Я смотрел на нее со всей злобой, на какую был способен, нутро у меня словно превратилось в камень, а она выпрямилась и безмятежно глядела мне в глаза, невозмутимо, точно в эту минуту дойка была ее единственной заботой, занимавшей все ее помыслы. Мне было хорошо видно ее лицо, она теперь вышла на свет, а его выражение оставалось будничным, покойным, только, пожалуй, чуть озадаченным, как будто она собиралась осведомиться, не кружится ли у меня голова и что тому причиной. Я готов был взвиться к потолку.
— Подоили? — выжал я из себя.
— Сам убедись! — С этими словами она сунула мне под нос подойник. — Смотри!
И я увидел в молочной пене листик, хотя вовсе не смотрел в ведерко — я не сводил глаз с ее лица. Мне хотелось вырвать у нее из рук эту посудину, вылить молоко, о котором она так заботилась, точно ничего больше в мире не существовало, но тут я заметил, как щеки у нее надуваются и лицо расплывается в улыбке.
— Дурачок, — только и сказала она.
Я стоял пень пнем и смотрел на нее, не зная, как реагировать.
— Ты думаешь, это так просто?
— А на что Цафутовка? — простонал я, имея в виду бабку-повитуху, понимавшую толк в подобных делах.
Говоря это, я почувствовал, что гнев мой проходит, а взгляд становится умоляющим. Ведь только ей, Хане, и дано было теперь все это распутать.
— Сейчас, когда всему приходу известно…
— Кому известно? — Я был ошарашен.
— Кому? — Она долго молчала, видно колеблясь, говорить ли, и выложила: — У Плоев спроси! У девчат…
— Невтерпеж было тебе!
Я начинал бушевать, а Хана оставалась невозмутимой.
— Это тебе, мой милый, было невтерпеж! — не моргнув глазом ответила она.
— Ты как Зефа!
— Я ее дочка и есть, а яблочко от яблони…
Такой насмешки я уже не мог снести и кинулся прочь. Грабли все еще были у меня в руках, я тыкал ими в грязь, словно не зная, как с ними поступить. И мне самому некуда было деваться — в хлеву потешалась Хана, в доме без передышки кричала девочка, словно рядом с ней никого не было — во всем божьем мире для меня места не находилось.
Хана показалась мне страшной. Что я в ней увидел? Что застило мне глаза? Хотелось завыть во весь голос, разорвать самого себя на куски, но даже этого я не мог сделать. Я посмотрел на дом — огромная продолговатая глыба, только и выжидавшая, чтоб обрушиться на меня, — а я словно пустил корни в землю: с места не мог сдвинуться.

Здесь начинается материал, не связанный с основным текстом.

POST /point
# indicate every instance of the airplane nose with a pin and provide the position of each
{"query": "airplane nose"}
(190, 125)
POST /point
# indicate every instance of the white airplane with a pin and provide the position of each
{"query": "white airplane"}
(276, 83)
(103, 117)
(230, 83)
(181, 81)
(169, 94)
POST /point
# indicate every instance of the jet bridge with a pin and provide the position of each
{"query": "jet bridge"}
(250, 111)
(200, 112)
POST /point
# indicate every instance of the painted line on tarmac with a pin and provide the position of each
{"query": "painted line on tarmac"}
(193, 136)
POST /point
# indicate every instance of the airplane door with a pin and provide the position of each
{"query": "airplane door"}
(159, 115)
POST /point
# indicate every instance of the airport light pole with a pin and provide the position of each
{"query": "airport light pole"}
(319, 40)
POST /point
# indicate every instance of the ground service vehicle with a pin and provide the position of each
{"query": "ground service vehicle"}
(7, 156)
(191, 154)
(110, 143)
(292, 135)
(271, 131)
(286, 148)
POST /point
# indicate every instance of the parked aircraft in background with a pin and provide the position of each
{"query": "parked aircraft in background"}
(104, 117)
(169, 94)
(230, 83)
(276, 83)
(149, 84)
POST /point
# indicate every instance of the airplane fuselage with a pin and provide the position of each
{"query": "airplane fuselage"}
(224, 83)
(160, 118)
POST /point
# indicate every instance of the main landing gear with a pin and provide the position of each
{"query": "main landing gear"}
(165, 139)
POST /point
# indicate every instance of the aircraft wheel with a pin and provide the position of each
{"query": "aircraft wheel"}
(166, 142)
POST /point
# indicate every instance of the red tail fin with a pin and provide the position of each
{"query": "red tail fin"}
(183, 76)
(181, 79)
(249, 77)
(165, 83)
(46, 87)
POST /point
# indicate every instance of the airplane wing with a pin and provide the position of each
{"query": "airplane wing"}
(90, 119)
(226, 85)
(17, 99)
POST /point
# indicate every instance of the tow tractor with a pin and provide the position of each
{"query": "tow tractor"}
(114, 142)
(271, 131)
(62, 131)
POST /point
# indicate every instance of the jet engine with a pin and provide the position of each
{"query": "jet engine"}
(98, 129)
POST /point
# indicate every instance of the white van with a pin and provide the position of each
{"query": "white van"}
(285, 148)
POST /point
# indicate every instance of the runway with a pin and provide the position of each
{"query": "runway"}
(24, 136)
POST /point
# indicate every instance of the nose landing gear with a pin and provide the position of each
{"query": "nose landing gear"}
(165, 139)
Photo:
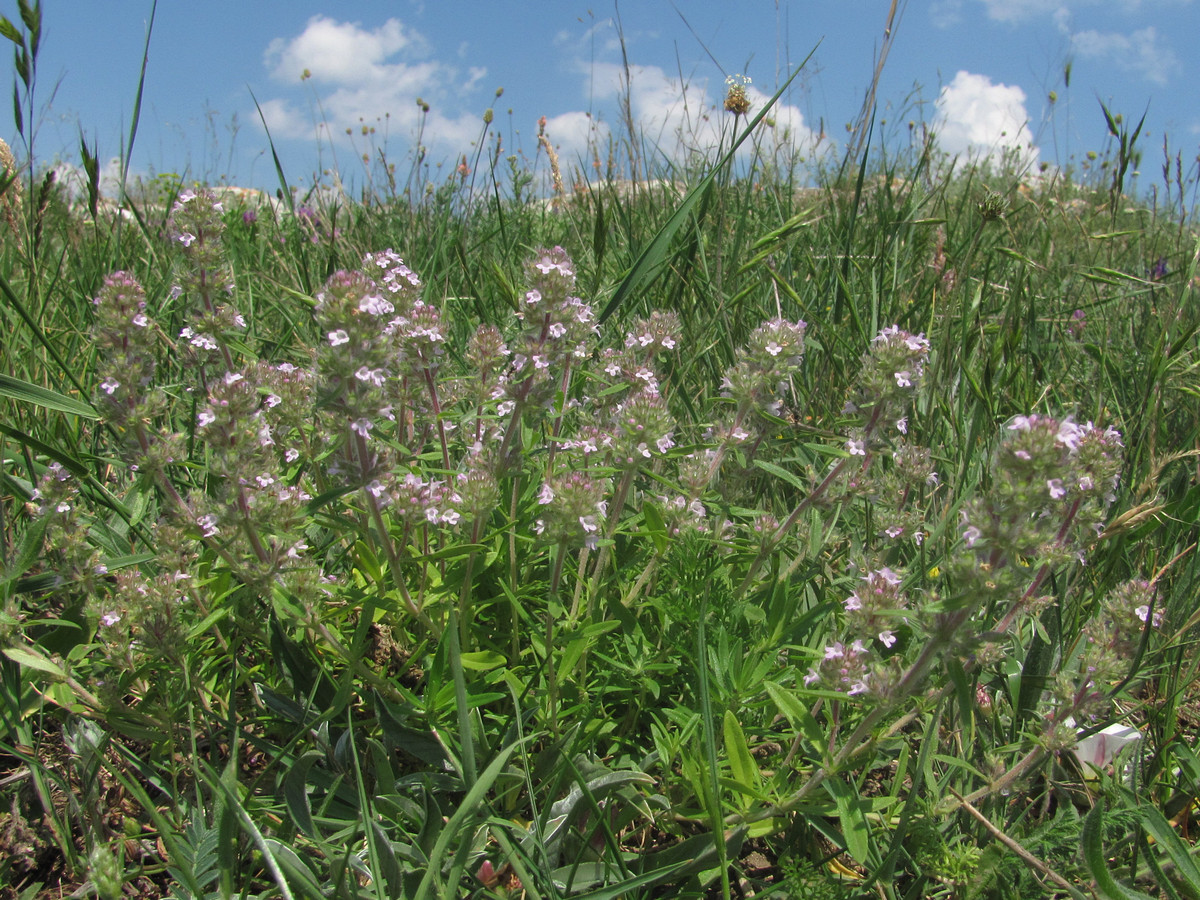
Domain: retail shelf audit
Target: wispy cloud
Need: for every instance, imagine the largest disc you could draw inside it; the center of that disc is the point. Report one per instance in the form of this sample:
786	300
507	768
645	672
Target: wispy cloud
369	78
1014	11
978	119
1141	52
681	120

В доме почти не разговаривали между собой. Такого напряжения еще не бывало. Топлечка большую часть дня проводила возле ребенка, качая зыбку, но малютка криком кричала — порой я думал, что она отдаст богу душу от крика. Туника молчала еще упорнее, чем прежде, и избегала всякого общения с нами. Только Хана шумела и пела, словно счастье переполняло ее оттого, что она забрюхатела. Однако признаков того, что в доме обратили внимание на ее состояние, я не замечал: я страшился Топлечки. И хотя она продолжала дурить, я думал, у нее не хватит сил выдержать, узнай она об этом. Мне жутко было думать, что для самой Ханы безразлично и даже приятно, чтобы все прослышали о ее положении. Но если в доме ослепли, то у соседей глаза были зоркие. Первыми поинтересовались Плоевы дочки.
— Ой, Южек, какой ты усердный! — крикнула Аница, завидев меня однажды с другого берега речки, и весело засмеялась.
Я корчевал ольховые пеньки и насмерть перепугался, услыхав ее слова, наверное, она была на Гомиле, потому что путь ее лежал через наш участок.
— Ну чего ты, — только и сказал я, поправляя рукавом волосы, упавшие мне на глаза.
— Ты вообще усердный, — повторила она и опять засмеялась.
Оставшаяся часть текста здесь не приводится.